I set out to poll my real estate friends who are both individual investors and owners of large commercial real estate management companies. I have also drawn on my own past tomfoolery in real estate investing. Our discussions touched on Series LLCs, section 1031 exchanges and related ‘downleg’ and ‘upleg’ properties (to be addressed in a future blog). Although there were many factors affecting their decisions on entity and asset allocation, it became obvious that three factors drove their decision making regarding whether to put multiple assets in a single entity or each property in a single LLC:
1) Lender Driven – If there is a real estate loan on the property, many lending institutions require the property be the sole holding in an LLC. It is not uncommon for lenders to require that the LLC be formed in a specific state (Delaware or Nevada are common). This offers predictability and stability for the lending institution. It enables the lender to protect its asset to the fullest extent and not have ancillary properties, unrelated to the original loan, complicate litigation or debt collection. This is also advantageous to the LLC owner from a standpoint of not co-mingling properties that are owned outright and those, which have a mortgage.

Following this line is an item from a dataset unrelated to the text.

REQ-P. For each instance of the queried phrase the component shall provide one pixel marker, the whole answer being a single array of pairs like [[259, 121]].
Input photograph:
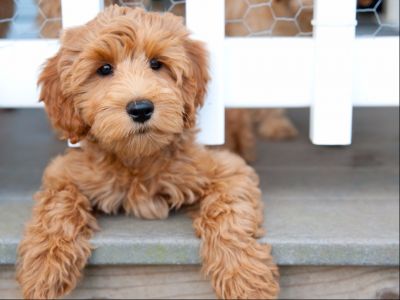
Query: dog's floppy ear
[[60, 108], [198, 77]]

2) Schedule Driven – I found that when an investor had no liens on the property and/or planned to buy and hold the properties for an extended period of time, it was common to have as many as 20 or more real estate holdings in a single LLC. If an owner does decide to buy and sell properties in this single LLC, exercising a 1031 exchange is very common in this scenario.
3) Partner/Investor Driven – When a single LLC has multiple property holdings, it is not uncommon to have multiple members (usually investors) involved in the LLC. If the Operating Agreement of the LLC is not very specific about management of the LLC, it can get complicated when selling or adding a property. Some investors may have brought in a company to the LLC as their contribution, or may have invested money based on the value of a property whose value has changed. Many real estate investors find that when more than one member is involved in the LLC, owning a single property greatly simplifies the sale of that property from an asset allocation standpoint.
The above list is hardly exhaustive or comprehensive. However, considering these 3 factors when purchasing your next investment property or when setting up your next LLC may save you money and stress down the road.
Mark Parkinson works in Incorporation Sales at Rocket Lawyer.
This article contains general legal information and does not contain legal advice. Rocket Lawyer is not a law firm or a substitute for an attorney or law firm. The law is complex and changes often. For legal advice, please ask a lawyer.